日本財団がウクライナ避難民の取材会を実施 侵攻から1年を前に現状を語る
日本財団は、2022年2月24日のロシアによるウクライナ侵攻から1年を前に、2月20日(月)にウクライナ避難民の取材会を実施した。同財団が渡航費・生活費・住環境整備費の支援を行っている避難民1,921名の中から3組4名が参加し、日本滞在における課題や祖国への想いなどを語った。
長期滞在を見据えた支援強化へ
日本財団は、今回の取材会で語られた現場の声や避難民へのアンケート結果を今後の活動に反映させ、サポートを継続する方針を示している。
これまでの緊急的な生活支援も継続しながら、今後はウクライナ避難民の長期での日本滞在・定住を見据え、特に日本語習得や就労に向けた支援強化を行っていく予定としている。
2022年3月に来日し、同年7月に千葉県内の病院で女の子を出産したウドベンコ・オルガさんは、避難生活の心境を語った。来日直後は生活習慣の違いや祖国に残る夫への想いから帰国を望んでいたものの、現在は生活に慣れて安心を感じているという。

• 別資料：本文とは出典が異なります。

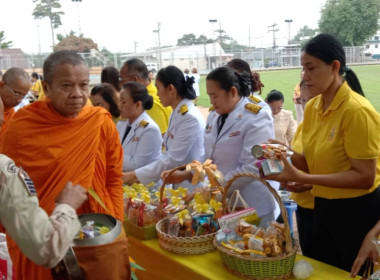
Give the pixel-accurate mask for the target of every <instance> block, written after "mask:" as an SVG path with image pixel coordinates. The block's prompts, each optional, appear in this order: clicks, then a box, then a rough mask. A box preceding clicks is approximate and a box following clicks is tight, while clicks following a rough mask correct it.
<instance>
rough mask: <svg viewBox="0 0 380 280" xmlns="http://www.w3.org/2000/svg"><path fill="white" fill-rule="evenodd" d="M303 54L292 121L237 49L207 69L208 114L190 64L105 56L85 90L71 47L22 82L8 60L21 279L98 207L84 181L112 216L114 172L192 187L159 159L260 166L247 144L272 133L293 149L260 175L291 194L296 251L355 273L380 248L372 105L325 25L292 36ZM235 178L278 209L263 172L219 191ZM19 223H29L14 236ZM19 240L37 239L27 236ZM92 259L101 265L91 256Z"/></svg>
mask: <svg viewBox="0 0 380 280" xmlns="http://www.w3.org/2000/svg"><path fill="white" fill-rule="evenodd" d="M301 64H302V67H303V68H302V71H301V81H300V83H299V85H297V87H296V92H295V94H294V96H293V100H294V102H295V104H296V108H297V112H298V113H299V114H297V121H298V123H297V122H296V121H295V120H294V119H293V114H292V112H291V111H287V110H284V109H283V104H284V95H283V93H282V92H281V91H279V90H271V91H270V92H269V93H268V95H267V97H266V98H265V100H263V98H261V96H260V93H261V91H262V88H263V86H264V85H263V83H262V82H261V81H260V76H259V74H258V73H256V72H253V71H252V70H251V69H250V67H249V64H248V63H247V62H246V61H244V60H242V59H232V60H231V61H229V62H228V63H227V64H226V66H223V67H219V68H216V69H213V70H212V71H211V72H210V73H208V75H207V77H206V92H207V95H208V97H209V98H210V103H211V104H212V106H211V107H210V109H209V114H208V116H207V119H206V120H205V118H204V117H203V115H202V114H201V112H200V111H199V109H198V108H197V107H196V106H195V105H196V103H197V98H198V96H199V92H200V90H199V80H200V77H199V74H198V73H197V69H193V70H192V75H190V74H187V73H186V72H185V74H184V72H183V71H182V70H181V69H179V68H178V67H176V66H173V65H171V66H167V67H165V68H162V69H160V70H159V71H158V72H157V74H156V75H155V78H154V83H153V79H152V77H151V76H150V75H149V71H148V69H147V67H146V65H145V64H144V62H143V61H141V60H139V59H137V58H133V59H129V60H127V61H126V62H125V63H124V64H123V66H122V67H121V69H120V71H119V70H118V69H117V68H115V67H105V68H104V69H103V70H102V73H101V83H100V84H99V85H96V86H94V87H92V88H91V90H90V88H89V69H88V66H87V65H86V63H85V61H84V60H83V58H81V56H79V55H77V54H75V53H73V52H70V51H59V52H55V53H52V54H51V55H50V56H49V57H48V58H47V59H46V60H45V62H44V65H43V82H42V83H41V77H40V76H39V75H38V74H36V75H34V73H33V74H32V82H33V85H32V84H31V80H30V78H29V75H28V74H27V73H26V72H25V71H24V70H23V69H19V68H11V69H9V70H7V71H6V72H5V73H4V75H3V77H2V80H1V81H0V96H1V102H2V104H0V109H1V110H0V115H1V117H2V127H1V130H0V153H1V154H3V155H4V156H3V155H1V156H0V163H1V164H0V171H1V173H0V174H1V176H0V181H1V180H5V179H4V178H6V181H7V187H6V188H4V187H0V201H1V202H2V201H7V200H6V197H9V196H12V197H13V199H15V196H16V195H17V196H19V197H20V199H19V200H17V201H16V199H15V202H14V203H6V204H3V203H1V204H0V222H1V224H2V225H3V226H4V228H5V229H6V231H7V233H8V237H7V238H8V247H9V251H10V255H11V257H12V261H13V263H14V267H15V269H16V273H17V275H18V277H19V279H23V276H25V275H29V277H30V279H52V276H51V273H50V270H49V269H46V268H44V267H43V266H41V265H45V266H50V267H51V266H53V265H55V264H56V263H57V262H58V260H59V259H60V258H61V257H63V254H64V252H65V250H67V248H68V246H69V242H68V241H69V240H72V239H73V232H76V231H77V230H78V218H77V216H76V213H78V214H81V213H106V210H105V209H104V208H103V207H101V206H100V205H99V204H98V203H97V201H95V199H94V198H93V197H92V196H89V197H88V198H87V196H86V191H88V190H90V189H93V190H94V191H95V192H96V194H97V195H98V196H99V197H100V199H101V200H102V202H103V203H104V205H105V206H106V208H107V209H108V213H107V214H111V215H112V216H114V217H115V218H116V219H117V220H118V221H119V222H120V223H122V222H123V221H124V210H123V194H122V186H123V183H124V184H131V183H134V182H141V183H143V184H149V183H152V182H153V183H155V184H156V185H159V184H161V183H162V180H164V181H165V182H166V183H168V184H173V185H172V187H173V188H176V187H177V186H178V185H179V184H180V185H182V186H184V187H187V188H189V189H190V190H193V189H194V188H195V187H196V186H194V185H192V184H191V183H190V182H191V180H192V176H193V174H192V172H190V171H176V172H174V173H171V174H170V173H169V170H171V169H173V168H175V167H177V166H179V165H182V164H186V163H189V162H191V161H193V160H198V161H200V162H204V161H205V160H206V159H211V160H213V163H215V164H216V165H217V167H218V169H219V170H220V171H221V172H222V173H223V174H224V177H225V180H226V181H227V180H229V179H231V178H232V177H233V176H234V175H235V174H237V173H241V172H251V173H256V174H259V170H258V169H257V167H256V166H255V161H256V159H255V158H254V157H253V156H252V155H251V148H252V146H254V145H256V144H262V143H266V142H268V141H269V142H275V143H283V144H284V145H286V146H288V147H291V148H292V150H293V151H294V154H293V155H292V157H291V163H290V162H288V161H287V160H286V159H285V158H284V157H282V161H283V164H284V170H283V172H281V173H280V174H278V175H271V176H267V177H266V179H267V180H269V181H270V184H271V186H272V187H274V188H276V189H278V188H279V187H280V184H281V186H282V187H283V188H285V189H287V190H289V191H291V192H292V193H293V194H292V198H293V199H294V200H295V201H296V202H297V204H298V208H297V212H296V217H297V224H298V230H299V239H300V245H301V249H302V252H303V254H304V255H306V256H309V257H312V258H315V259H317V260H320V261H323V262H326V263H328V264H331V265H334V266H336V267H339V268H341V269H344V270H346V271H351V276H355V275H356V274H357V273H362V272H363V269H362V271H360V269H361V267H362V265H363V263H364V261H365V260H366V258H367V257H371V258H372V260H373V262H376V261H377V259H378V257H379V256H378V254H377V252H376V249H374V245H371V242H370V240H371V239H372V238H374V237H376V236H377V235H379V233H380V232H379V219H380V203H379V202H380V189H379V184H380V161H379V156H380V133H379V128H380V118H379V114H378V112H377V111H376V110H375V109H374V108H373V106H372V105H371V104H370V102H369V101H368V100H367V99H366V98H365V97H364V93H363V90H362V88H361V86H360V82H359V80H358V79H357V77H356V75H355V73H354V72H353V71H352V69H350V68H349V67H348V66H347V65H346V60H345V53H344V50H343V47H342V46H341V44H340V43H339V42H338V41H337V40H336V38H335V37H333V36H331V35H329V34H320V35H317V36H316V37H314V38H312V39H311V40H310V41H309V42H308V43H307V44H306V45H305V46H304V47H303V48H302V54H301ZM195 83H198V85H196V86H194V84H195ZM29 91H31V93H32V94H33V96H34V97H35V99H36V101H34V100H33V101H34V102H32V104H29V105H27V106H24V107H23V108H22V109H20V110H18V111H17V113H16V112H15V109H14V107H16V106H17V105H18V104H19V103H20V102H21V100H22V99H23V98H24V97H25V96H26V94H27V93H28V92H29ZM89 100H90V101H89ZM301 115H302V117H303V118H302V117H301ZM297 124H298V125H297ZM31 135H33V136H31ZM17 166H19V167H21V168H22V169H19V168H18V167H17ZM19 174H23V176H18V175H19ZM169 174H170V175H169ZM12 178H13V179H12ZM30 182H31V183H30ZM68 182H69V183H68ZM70 182H73V183H74V184H75V185H76V186H75V187H74V186H73V185H72V184H71V183H70ZM23 184H25V187H24V186H23ZM11 185H14V186H15V189H14V190H12V189H11ZM1 186H3V184H1ZM16 186H17V188H16ZM23 187H24V188H23ZM235 190H239V191H240V194H241V196H242V197H243V198H244V200H245V202H246V203H247V204H248V205H249V206H250V207H254V208H256V210H257V213H258V215H259V217H260V218H261V225H262V226H266V225H268V223H269V222H270V221H273V220H276V218H277V216H278V209H277V208H278V206H277V205H276V202H275V201H274V199H273V197H272V196H271V194H270V192H269V191H268V189H267V188H266V187H265V186H264V185H262V183H260V182H258V181H255V180H253V179H250V178H241V179H239V180H237V181H235V182H234V184H233V186H232V187H231V188H230V193H229V195H231V194H232V193H233V192H234V191H235ZM12 193H13V194H12ZM57 197H58V198H57ZM37 198H38V200H37ZM38 201H39V204H38ZM56 204H57V206H56ZM21 206H23V207H21ZM75 210H76V213H75ZM7 211H9V212H7ZM5 213H15V214H13V215H8V214H5ZM7 215H8V216H7ZM48 215H50V219H48ZM13 217H14V218H13ZM24 220H25V221H26V222H25V223H23V222H17V221H24ZM37 222H41V223H43V224H45V225H46V226H44V227H43V230H38V231H33V230H35V225H36V223H37ZM19 224H22V225H23V226H24V227H22V228H20V227H18V225H19ZM25 227H27V229H25ZM62 228H66V229H67V230H66V231H63V230H62ZM24 230H26V231H28V232H29V231H31V234H28V235H27V237H24V235H23V234H25V232H24ZM47 233H48V234H47ZM38 235H39V236H40V237H38ZM31 236H37V237H35V238H33V237H31ZM54 236H57V237H54ZM28 238H31V239H32V240H31V241H30V242H32V241H33V242H34V241H35V243H33V242H32V245H31V246H29V245H26V242H29V240H28ZM36 240H37V241H36ZM115 242H118V243H117V244H118V246H119V247H120V248H121V249H120V250H121V251H120V252H121V253H120V254H119V257H118V258H117V259H115V260H114V271H113V272H112V273H113V278H112V279H121V278H120V277H121V276H122V277H129V275H130V271H129V259H128V252H127V239H126V236H125V233H124V232H122V233H121V234H120V236H119V237H118V239H117V240H116V241H115ZM38 246H45V247H46V249H44V250H42V251H43V254H42V253H41V252H42V251H40V254H35V253H34V251H36V248H38ZM49 248H60V249H59V250H58V249H57V250H53V249H51V250H53V251H52V252H49ZM47 258H48V259H47ZM94 271H96V273H97V275H98V276H99V275H101V273H102V272H101V265H99V267H98V268H97V269H95V268H94ZM107 273H109V271H107ZM107 277H108V279H110V275H109V274H108V275H107ZM107 277H106V278H107ZM123 279H125V278H123Z"/></svg>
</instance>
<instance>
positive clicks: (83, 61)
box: [43, 51, 87, 85]
mask: <svg viewBox="0 0 380 280" xmlns="http://www.w3.org/2000/svg"><path fill="white" fill-rule="evenodd" d="M82 63H83V64H84V65H86V66H87V64H86V62H85V61H84V59H83V58H82V57H81V56H80V55H79V54H77V53H75V52H73V51H58V52H54V53H52V54H51V55H49V56H48V57H47V58H46V60H45V62H44V65H43V73H44V81H45V83H47V84H49V85H51V83H52V81H53V78H54V74H55V70H56V68H57V66H58V65H61V64H70V65H73V66H76V65H79V64H82Z"/></svg>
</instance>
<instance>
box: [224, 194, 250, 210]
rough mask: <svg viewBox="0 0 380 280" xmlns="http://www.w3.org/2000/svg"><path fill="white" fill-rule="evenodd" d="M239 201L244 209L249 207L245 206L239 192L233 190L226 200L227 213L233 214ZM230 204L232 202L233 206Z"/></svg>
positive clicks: (246, 203) (246, 202)
mask: <svg viewBox="0 0 380 280" xmlns="http://www.w3.org/2000/svg"><path fill="white" fill-rule="evenodd" d="M239 201H240V202H241V203H242V204H243V207H244V208H245V209H248V208H249V205H248V204H247V202H245V200H244V198H243V197H242V196H241V194H240V191H239V190H235V191H234V192H233V193H232V195H231V196H230V198H229V199H228V203H227V209H226V211H227V213H233V212H235V210H236V207H237V205H238V203H239ZM232 202H233V205H231V204H232Z"/></svg>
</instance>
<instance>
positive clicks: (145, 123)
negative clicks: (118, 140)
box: [140, 120, 149, 127]
mask: <svg viewBox="0 0 380 280" xmlns="http://www.w3.org/2000/svg"><path fill="white" fill-rule="evenodd" d="M148 124H149V123H148V122H147V121H144V120H142V121H141V122H140V126H142V127H146V126H147V125H148Z"/></svg>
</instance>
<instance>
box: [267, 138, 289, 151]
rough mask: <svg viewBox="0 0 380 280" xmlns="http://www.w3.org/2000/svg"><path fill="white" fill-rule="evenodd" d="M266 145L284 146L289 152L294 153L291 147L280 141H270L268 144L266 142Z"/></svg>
mask: <svg viewBox="0 0 380 280" xmlns="http://www.w3.org/2000/svg"><path fill="white" fill-rule="evenodd" d="M264 144H278V145H282V146H284V147H286V148H287V149H288V150H289V151H292V152H294V151H293V150H292V148H291V147H289V146H288V145H286V144H285V143H284V142H281V141H278V140H277V139H268V140H267V141H266V142H264Z"/></svg>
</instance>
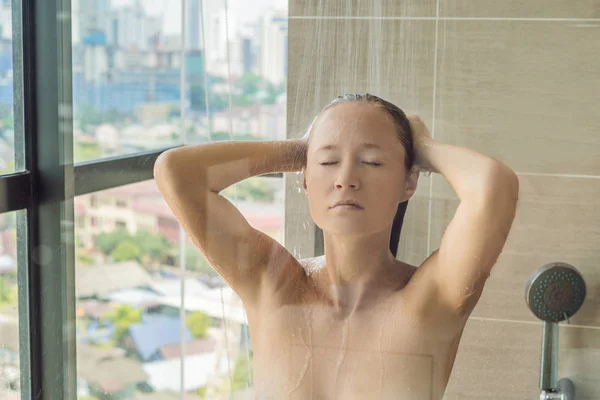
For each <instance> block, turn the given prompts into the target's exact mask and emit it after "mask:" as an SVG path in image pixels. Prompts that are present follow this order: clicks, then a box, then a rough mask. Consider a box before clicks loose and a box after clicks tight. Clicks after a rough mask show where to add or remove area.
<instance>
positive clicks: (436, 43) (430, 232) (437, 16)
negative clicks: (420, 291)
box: [425, 0, 440, 258]
mask: <svg viewBox="0 0 600 400" xmlns="http://www.w3.org/2000/svg"><path fill="white" fill-rule="evenodd" d="M439 13H440V0H436V9H435V15H436V20H435V45H434V53H433V105H432V110H431V138H432V139H433V138H435V103H436V102H435V97H436V86H437V52H438V32H439V31H438V28H439V18H437V17H438V16H439ZM427 213H428V218H427V253H426V254H425V258H427V257H429V255H430V254H431V226H432V222H431V217H432V215H433V179H430V180H429V206H428V211H427Z"/></svg>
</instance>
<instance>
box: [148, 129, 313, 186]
mask: <svg viewBox="0 0 600 400" xmlns="http://www.w3.org/2000/svg"><path fill="white" fill-rule="evenodd" d="M305 160H306V147H305V144H304V142H303V141H301V140H298V139H289V140H281V141H266V142H246V141H223V142H212V143H206V144H201V145H189V146H184V147H179V148H176V149H171V150H168V151H166V152H165V153H163V154H161V156H160V157H159V160H157V166H155V170H156V169H158V168H162V169H167V170H168V174H169V179H173V180H176V181H177V183H178V184H181V185H196V186H198V185H202V186H205V187H207V188H208V189H209V190H211V191H213V192H220V191H221V190H223V189H225V188H227V187H229V186H231V185H233V184H234V183H236V182H239V181H242V180H244V179H247V178H250V177H252V176H255V175H262V174H268V173H275V172H295V171H300V170H301V169H302V168H303V166H304V164H305ZM159 161H160V162H159ZM155 175H156V172H155Z"/></svg>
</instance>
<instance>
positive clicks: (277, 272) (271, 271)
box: [252, 254, 310, 311]
mask: <svg viewBox="0 0 600 400" xmlns="http://www.w3.org/2000/svg"><path fill="white" fill-rule="evenodd" d="M309 263H310V262H309V261H308V260H298V259H296V258H295V257H293V256H292V255H291V254H290V256H289V257H287V258H285V259H284V260H278V261H277V262H272V263H271V264H270V265H269V266H268V268H266V271H267V273H265V274H264V276H263V282H262V285H261V289H260V290H261V293H260V295H259V301H258V303H257V304H255V305H252V307H255V308H257V309H261V310H262V311H265V310H266V309H273V308H278V307H281V306H283V305H286V304H290V303H293V302H296V301H297V299H298V297H299V295H300V293H301V292H302V288H304V287H305V286H306V284H307V274H306V273H305V267H306V266H307V264H309Z"/></svg>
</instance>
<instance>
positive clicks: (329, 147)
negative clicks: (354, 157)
mask: <svg viewBox="0 0 600 400" xmlns="http://www.w3.org/2000/svg"><path fill="white" fill-rule="evenodd" d="M360 147H363V148H365V149H377V150H382V149H381V146H379V145H377V144H375V143H363V144H362V145H361V146H360ZM336 149H338V146H336V145H335V144H328V145H325V146H321V147H319V148H318V149H317V151H320V150H336Z"/></svg>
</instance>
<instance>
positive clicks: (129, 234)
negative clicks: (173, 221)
mask: <svg viewBox="0 0 600 400" xmlns="http://www.w3.org/2000/svg"><path fill="white" fill-rule="evenodd" d="M95 244H96V247H98V249H100V251H101V252H103V253H104V254H106V255H110V256H111V257H113V259H114V261H115V262H120V261H128V260H136V261H138V262H140V263H143V262H144V260H145V259H149V260H151V261H153V262H156V263H162V262H163V261H164V260H165V259H166V258H167V257H168V256H169V254H170V252H171V244H170V243H169V241H168V240H167V238H165V237H164V236H163V235H160V234H154V233H151V232H149V231H147V230H142V231H138V232H136V233H135V234H130V233H129V232H128V231H127V230H126V229H124V228H120V229H116V230H114V231H112V232H103V233H101V234H99V235H97V236H96V238H95ZM117 250H118V251H117Z"/></svg>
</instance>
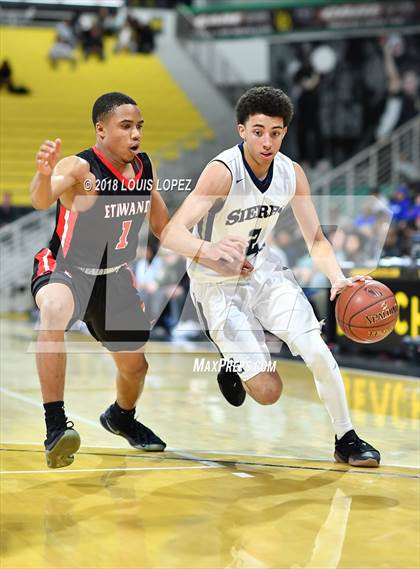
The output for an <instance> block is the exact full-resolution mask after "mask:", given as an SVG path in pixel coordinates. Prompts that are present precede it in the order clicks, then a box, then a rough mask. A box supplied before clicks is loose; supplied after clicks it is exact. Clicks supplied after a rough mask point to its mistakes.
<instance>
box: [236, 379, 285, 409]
mask: <svg viewBox="0 0 420 569" xmlns="http://www.w3.org/2000/svg"><path fill="white" fill-rule="evenodd" d="M255 379H256V380H257V381H254V380H255ZM245 386H246V387H245V388H246V390H247V391H248V393H249V394H250V395H251V397H252V398H253V399H255V401H257V402H258V403H260V404H261V405H273V404H274V403H276V401H278V400H279V398H280V395H281V393H282V390H283V383H282V381H281V379H280V376H279V375H278V374H277V373H261V374H258V376H257V378H252V379H250V380H249V381H247V382H246V384H245Z"/></svg>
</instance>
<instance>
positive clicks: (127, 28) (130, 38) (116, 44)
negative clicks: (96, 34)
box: [114, 16, 134, 53]
mask: <svg viewBox="0 0 420 569" xmlns="http://www.w3.org/2000/svg"><path fill="white" fill-rule="evenodd" d="M114 51H115V53H119V52H120V51H128V52H133V51H134V28H133V21H132V18H130V16H127V18H126V20H125V22H124V24H123V25H122V26H121V28H120V30H119V31H118V34H117V41H116V43H115V47H114Z"/></svg>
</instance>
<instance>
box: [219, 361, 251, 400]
mask: <svg viewBox="0 0 420 569" xmlns="http://www.w3.org/2000/svg"><path fill="white" fill-rule="evenodd" d="M225 368H226V365H223V366H222V368H221V370H220V371H219V373H218V374H217V382H218V384H219V388H220V391H221V392H222V395H223V397H224V398H225V399H226V401H228V402H229V403H230V404H231V405H233V406H234V407H240V406H241V405H242V403H243V402H244V401H245V397H246V391H245V389H244V386H243V385H242V381H241V378H240V377H239V375H238V374H237V373H236V372H234V371H226V369H225Z"/></svg>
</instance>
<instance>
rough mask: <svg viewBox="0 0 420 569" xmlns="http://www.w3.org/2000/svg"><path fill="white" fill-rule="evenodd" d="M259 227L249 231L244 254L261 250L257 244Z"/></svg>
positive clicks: (257, 244) (259, 250)
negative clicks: (246, 243)
mask: <svg viewBox="0 0 420 569" xmlns="http://www.w3.org/2000/svg"><path fill="white" fill-rule="evenodd" d="M260 233H261V229H254V230H253V231H250V232H249V237H250V239H249V241H248V249H247V251H246V256H247V257H248V256H249V255H256V254H257V253H259V252H260V251H261V247H259V245H258V237H259V236H260Z"/></svg>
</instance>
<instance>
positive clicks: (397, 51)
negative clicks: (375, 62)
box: [377, 36, 420, 138]
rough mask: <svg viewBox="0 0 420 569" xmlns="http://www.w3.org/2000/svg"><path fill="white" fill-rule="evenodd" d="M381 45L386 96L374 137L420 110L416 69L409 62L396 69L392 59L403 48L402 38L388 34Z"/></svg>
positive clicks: (415, 113)
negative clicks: (384, 66)
mask: <svg viewBox="0 0 420 569" xmlns="http://www.w3.org/2000/svg"><path fill="white" fill-rule="evenodd" d="M382 47H383V54H384V62H385V69H386V74H387V78H388V99H387V102H386V106H385V109H384V112H383V114H382V116H381V119H380V123H379V126H378V129H377V138H383V137H384V136H387V135H389V134H390V133H391V132H392V131H393V130H394V129H395V128H398V127H399V126H400V125H402V124H404V123H405V122H406V121H408V120H410V119H412V118H414V117H415V116H416V115H418V114H419V113H420V95H419V82H418V76H417V69H416V68H415V67H414V65H412V64H411V63H410V62H409V63H408V64H409V66H407V67H405V69H401V70H399V69H398V66H397V63H396V61H395V59H396V57H398V56H401V54H402V53H403V52H404V40H403V39H402V38H400V37H399V36H391V37H389V38H387V40H385V41H384V42H383V46H382ZM417 65H418V62H417Z"/></svg>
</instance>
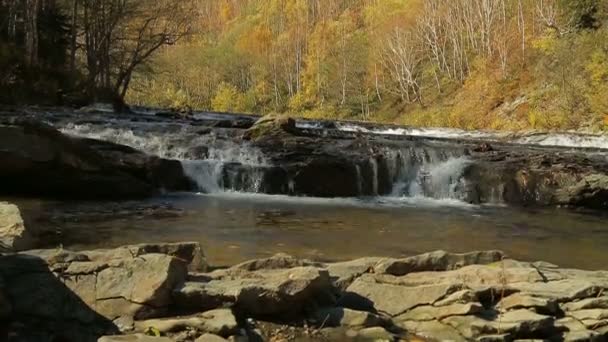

今一番困っていることには日本語を挙げた一方、育児や日本語学習によって不安な気持ちを切り替えていると述べた。また、日本財団や周囲の日本人からの支援に感謝を示し、当面の間は日本で生活するために日本語の勉強を続けたいとしている。
2022年5月に日本にいる娘を頼って来日したクレムザ・イゴルさんとルビジャンスカ・ヴィラさんご夫妻も現状を語った。妻のヴィラさんは、来日当初はサイレンを空襲警報のように感じて不安を抱いていたが、現在は日本語の勉強に熱心に取り組み安心していると話した。新しい文字を覚えることや、女性用のアクセサリー作りが楽しい時間になっているという。
夫のイゴルさんは、日本財団による支援への感謝を述べ、必要な支援が迅速に届いていることを評価した。今後の生活についてヴィラさんは、日本語の習得やアクセサリー作りを続けながら、子どもたちが安心できる時期に合わせて帰国の判断をしたいとの考えを示した。
日本財団の概要
- 創立:1962年
- 会長:笹川陽平
- 所在地:東京都港区
- 公式サイト:https://www.nippon-foundation.or.jp/
本記事は日本財団の発表をもとに作成。